Helmsman – Bunker procurement contracts and ‘unfair’ treatment of shipowners
Maureen Poh, Director of international law firm Helmsman, shared shipping companies are increasing seeking advice from external lawyers to update their current bunker supply contracts.
“Bunker procurement contracts shouldn’t be created with just input from the commercial guys; advise should also be sorted from the technical personnel and legal teams as well,” recommends Poh.
“This year, I’ve actually advised on quite a number of bunker procurement contracts for owners and charterers.
“Now, we are observing bunker contracts adjusting to include greater timelines for quality disputes; bunker contamination due to the Houston problem; and maritime liens as a result of the OW Bunker debacle.”
Poh echoed INTERTANKO’s view of the parity between shipowner and bunker suppliers, where shipowners are being blamed for non-compliance of IMO 2020 related marine fuel regulations.
“It really seems that owners are bearing the brunt of all these regulations regarding low sulphur fuel and that is something quite unfortunate because I think shipping is really a cooperation between owners and charterers,” she says.
“And I guess it really depends on the bargaining power between both parties. We have seen many contracts where owners tried to allocate some of the risk regarding bunkers to charterers; but that doesn’t always work when you have well-balanced counterparties involved.
“Earlier in October, a number of big global traders came together to make a commitment towards lowering greenhouse gases emissions by implementing a transparent reporting system.
“So, I think that’s a way of making parties in the shipping chain more involved and more responsible. Regarding, greenhouse gas emissions, we surely cannot put most of the blame on owners, because that’s pretty unfair, my opinion. It needs collaborative efforts between owners, traders, bunker suppliers and regulators.”
Rajah & Tann – TSP & flashpoint cases, and the settlement of bunker claims
Max Lim, Partner at law firm Rajah & Tann Singapore, said he has encountered several bunker claims regarding total sediment potential (TSP) and flashpoints this year.
“However, thankfully, in my experience, many of these cases have actually reached settlement at a very early stage. I believe that the onset of the Covid-19 pandemic has greatly reduce any impetus or desire for long legal fights, be in arbitration or in the courts,” shared Lim.
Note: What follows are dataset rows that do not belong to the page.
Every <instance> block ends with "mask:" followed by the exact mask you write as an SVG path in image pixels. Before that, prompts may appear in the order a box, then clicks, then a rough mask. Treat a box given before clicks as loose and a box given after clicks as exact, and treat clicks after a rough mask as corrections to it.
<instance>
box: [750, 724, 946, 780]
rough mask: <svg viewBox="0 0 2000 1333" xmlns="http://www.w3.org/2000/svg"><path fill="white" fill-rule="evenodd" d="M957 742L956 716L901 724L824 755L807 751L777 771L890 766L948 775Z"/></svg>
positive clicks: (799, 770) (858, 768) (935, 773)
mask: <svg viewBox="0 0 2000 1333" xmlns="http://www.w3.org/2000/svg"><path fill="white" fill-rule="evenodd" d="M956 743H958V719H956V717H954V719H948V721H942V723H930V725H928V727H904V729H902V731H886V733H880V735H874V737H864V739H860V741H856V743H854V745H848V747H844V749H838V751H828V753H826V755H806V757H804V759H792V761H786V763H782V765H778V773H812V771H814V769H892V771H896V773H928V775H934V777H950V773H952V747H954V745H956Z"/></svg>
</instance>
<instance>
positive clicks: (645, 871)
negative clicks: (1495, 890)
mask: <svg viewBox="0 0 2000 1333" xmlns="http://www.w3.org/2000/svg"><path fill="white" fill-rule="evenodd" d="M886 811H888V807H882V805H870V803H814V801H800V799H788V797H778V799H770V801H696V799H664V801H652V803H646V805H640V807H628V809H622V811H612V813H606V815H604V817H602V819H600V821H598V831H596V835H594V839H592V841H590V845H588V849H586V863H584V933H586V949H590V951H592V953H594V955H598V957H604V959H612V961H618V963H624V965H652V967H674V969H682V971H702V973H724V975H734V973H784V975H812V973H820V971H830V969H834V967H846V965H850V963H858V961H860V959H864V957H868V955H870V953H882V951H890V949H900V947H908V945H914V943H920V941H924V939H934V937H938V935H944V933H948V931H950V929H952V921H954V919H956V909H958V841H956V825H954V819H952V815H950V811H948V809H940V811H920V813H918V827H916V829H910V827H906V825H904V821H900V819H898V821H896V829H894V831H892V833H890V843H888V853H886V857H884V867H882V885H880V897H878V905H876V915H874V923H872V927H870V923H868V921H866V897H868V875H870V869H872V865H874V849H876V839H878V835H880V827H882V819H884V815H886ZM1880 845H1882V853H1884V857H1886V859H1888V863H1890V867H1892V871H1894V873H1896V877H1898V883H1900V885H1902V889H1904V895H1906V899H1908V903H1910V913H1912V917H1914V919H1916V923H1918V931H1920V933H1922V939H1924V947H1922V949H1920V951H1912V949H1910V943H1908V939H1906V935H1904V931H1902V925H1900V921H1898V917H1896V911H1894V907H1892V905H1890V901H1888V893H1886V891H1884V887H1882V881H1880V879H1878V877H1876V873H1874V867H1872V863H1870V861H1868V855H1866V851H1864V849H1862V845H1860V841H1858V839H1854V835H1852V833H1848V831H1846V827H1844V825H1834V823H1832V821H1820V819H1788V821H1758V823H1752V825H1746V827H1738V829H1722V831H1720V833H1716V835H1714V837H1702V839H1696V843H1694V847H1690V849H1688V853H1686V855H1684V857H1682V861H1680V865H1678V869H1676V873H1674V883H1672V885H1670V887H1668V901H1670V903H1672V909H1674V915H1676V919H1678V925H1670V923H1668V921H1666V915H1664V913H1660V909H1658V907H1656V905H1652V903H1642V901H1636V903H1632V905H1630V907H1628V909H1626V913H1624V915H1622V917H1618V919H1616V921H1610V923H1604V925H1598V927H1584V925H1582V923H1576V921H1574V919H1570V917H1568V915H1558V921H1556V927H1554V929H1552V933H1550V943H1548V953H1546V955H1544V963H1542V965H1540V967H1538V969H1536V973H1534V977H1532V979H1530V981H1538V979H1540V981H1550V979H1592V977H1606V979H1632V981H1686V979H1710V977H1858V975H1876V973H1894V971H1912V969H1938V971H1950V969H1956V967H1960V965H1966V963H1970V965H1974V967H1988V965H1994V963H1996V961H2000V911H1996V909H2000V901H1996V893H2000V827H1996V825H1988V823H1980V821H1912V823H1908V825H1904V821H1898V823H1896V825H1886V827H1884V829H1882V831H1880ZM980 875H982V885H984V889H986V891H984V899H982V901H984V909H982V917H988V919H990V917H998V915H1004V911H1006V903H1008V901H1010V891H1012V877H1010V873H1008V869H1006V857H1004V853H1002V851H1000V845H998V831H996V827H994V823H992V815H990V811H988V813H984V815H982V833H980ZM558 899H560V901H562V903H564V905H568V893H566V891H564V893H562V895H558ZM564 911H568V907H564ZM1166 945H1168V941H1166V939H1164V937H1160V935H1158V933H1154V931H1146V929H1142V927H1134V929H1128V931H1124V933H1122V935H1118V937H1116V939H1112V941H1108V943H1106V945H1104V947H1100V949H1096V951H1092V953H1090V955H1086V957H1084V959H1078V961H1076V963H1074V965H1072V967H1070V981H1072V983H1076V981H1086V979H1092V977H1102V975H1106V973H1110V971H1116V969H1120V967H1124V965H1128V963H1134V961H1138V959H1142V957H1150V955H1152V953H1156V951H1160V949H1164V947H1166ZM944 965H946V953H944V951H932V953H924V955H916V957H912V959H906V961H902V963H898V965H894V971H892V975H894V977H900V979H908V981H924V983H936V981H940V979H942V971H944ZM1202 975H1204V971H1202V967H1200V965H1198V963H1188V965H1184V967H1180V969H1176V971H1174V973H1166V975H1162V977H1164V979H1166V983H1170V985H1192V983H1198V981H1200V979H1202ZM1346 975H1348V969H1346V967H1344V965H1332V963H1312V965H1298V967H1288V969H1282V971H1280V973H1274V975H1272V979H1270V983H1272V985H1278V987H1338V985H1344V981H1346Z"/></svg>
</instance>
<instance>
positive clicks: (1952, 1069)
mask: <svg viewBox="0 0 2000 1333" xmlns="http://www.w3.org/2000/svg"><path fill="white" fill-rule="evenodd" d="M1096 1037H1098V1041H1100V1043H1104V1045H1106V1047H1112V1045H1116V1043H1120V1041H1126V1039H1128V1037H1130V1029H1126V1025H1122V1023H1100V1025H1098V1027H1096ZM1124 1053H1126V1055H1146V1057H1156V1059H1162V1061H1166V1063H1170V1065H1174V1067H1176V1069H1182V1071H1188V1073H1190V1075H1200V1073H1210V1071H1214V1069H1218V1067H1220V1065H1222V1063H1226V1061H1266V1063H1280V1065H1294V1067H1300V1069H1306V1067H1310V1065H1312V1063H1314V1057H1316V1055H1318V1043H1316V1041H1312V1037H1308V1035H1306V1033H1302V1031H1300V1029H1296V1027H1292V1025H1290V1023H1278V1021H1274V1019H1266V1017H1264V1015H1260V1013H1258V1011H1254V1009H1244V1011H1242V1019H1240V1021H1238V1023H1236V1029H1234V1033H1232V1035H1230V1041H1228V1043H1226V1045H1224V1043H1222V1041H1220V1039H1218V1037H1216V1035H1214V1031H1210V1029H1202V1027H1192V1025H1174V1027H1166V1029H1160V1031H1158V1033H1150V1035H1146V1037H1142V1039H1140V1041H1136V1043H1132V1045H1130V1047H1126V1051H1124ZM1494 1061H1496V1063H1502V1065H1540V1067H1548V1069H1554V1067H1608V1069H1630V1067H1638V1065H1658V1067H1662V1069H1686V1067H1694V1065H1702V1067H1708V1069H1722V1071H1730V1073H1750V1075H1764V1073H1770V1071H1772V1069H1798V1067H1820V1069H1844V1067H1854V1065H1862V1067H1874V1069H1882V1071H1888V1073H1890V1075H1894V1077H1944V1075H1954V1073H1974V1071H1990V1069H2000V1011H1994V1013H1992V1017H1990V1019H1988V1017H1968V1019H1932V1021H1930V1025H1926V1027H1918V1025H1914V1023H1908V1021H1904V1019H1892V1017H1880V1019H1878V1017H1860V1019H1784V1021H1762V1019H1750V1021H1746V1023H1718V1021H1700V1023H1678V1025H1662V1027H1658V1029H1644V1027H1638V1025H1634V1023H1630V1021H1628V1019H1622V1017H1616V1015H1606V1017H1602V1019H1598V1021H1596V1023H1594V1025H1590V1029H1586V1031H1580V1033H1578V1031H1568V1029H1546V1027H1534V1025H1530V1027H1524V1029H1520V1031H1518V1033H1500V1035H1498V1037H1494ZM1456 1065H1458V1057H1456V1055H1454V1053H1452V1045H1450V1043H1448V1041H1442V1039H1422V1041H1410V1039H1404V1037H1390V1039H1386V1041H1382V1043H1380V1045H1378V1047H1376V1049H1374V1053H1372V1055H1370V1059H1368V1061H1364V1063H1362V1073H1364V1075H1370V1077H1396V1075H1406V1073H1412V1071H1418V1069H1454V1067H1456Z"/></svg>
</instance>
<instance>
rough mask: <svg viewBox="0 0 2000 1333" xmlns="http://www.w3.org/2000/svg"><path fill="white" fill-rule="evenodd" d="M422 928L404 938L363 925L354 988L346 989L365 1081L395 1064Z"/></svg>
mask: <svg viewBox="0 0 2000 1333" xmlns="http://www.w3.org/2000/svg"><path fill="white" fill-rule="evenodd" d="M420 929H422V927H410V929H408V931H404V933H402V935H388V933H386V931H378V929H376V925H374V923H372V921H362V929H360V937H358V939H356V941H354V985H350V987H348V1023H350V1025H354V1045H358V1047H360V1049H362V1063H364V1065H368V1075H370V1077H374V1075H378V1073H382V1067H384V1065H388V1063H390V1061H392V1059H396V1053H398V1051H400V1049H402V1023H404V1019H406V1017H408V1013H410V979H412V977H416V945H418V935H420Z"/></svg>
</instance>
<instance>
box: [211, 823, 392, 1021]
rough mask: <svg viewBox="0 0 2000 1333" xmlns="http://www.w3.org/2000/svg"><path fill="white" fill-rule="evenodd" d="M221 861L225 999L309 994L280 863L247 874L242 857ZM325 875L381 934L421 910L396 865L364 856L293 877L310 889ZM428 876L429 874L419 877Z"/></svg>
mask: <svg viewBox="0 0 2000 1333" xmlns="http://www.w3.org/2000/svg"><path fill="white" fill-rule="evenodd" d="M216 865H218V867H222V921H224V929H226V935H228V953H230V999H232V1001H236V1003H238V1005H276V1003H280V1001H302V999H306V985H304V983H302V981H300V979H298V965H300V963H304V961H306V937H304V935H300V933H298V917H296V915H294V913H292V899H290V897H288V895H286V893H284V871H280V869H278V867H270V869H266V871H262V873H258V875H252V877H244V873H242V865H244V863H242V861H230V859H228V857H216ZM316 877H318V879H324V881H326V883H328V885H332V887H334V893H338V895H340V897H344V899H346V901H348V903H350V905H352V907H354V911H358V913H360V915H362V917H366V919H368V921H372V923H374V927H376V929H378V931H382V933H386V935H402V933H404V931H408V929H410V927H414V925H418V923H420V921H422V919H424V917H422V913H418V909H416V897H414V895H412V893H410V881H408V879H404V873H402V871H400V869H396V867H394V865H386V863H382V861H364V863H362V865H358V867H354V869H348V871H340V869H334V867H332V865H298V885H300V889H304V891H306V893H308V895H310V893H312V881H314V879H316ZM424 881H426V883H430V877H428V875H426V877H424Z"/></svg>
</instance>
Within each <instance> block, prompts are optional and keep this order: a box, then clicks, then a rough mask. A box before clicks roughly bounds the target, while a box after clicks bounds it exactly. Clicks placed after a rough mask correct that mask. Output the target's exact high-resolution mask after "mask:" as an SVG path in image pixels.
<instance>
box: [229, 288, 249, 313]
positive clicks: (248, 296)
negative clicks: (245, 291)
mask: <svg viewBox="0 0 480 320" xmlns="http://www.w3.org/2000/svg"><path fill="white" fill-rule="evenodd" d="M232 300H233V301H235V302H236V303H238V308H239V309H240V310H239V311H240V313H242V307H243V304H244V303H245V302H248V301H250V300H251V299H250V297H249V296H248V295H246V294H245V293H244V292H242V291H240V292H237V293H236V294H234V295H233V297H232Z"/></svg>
“What has proven to be very instrumental in the outcome of these cases, is evidence.
“For shipowners, it is highly essential that evidence and samples are retained, and proper records are kept. Apart from seeking legal advice early in the game, shipowners will also benefit from retaining technical experts from the get go.
“So at the end of the day, really, this is all about having all your ducks in a row and being ready.”
Lim noted the Covid-19 pandemic has reduced the demand for air travel and this has resulted in jet fuel becoming a fairly popular blending component in the production of low sulphur bunker fuel for the marine industry.
The development has caused more off-spec claims due to lower flashpoint generated; the higher flammability of marine fuel may lead to a very serious safety risk for ships, he says.
Lastly, Lim noted mediation – a fairly popular and effective mechanism of dispute settlement between businesses – has not been as widely accepted by the bunkering industry as one would expect.
“Based on my personal experience as far as bunker claims go, be it for contamination or others, mediation somehow is not so common,” he notes.
“My personal take is this: For bunker players, given the network of relationships between the traders, they perhaps find it easier to resolve matters amongst themselves without having to resort to a neutral third party.
“So, if I may just summarise. Really, I think that at the end of the day the lesson learnt is all things in life is about finding the right mix and blending in.”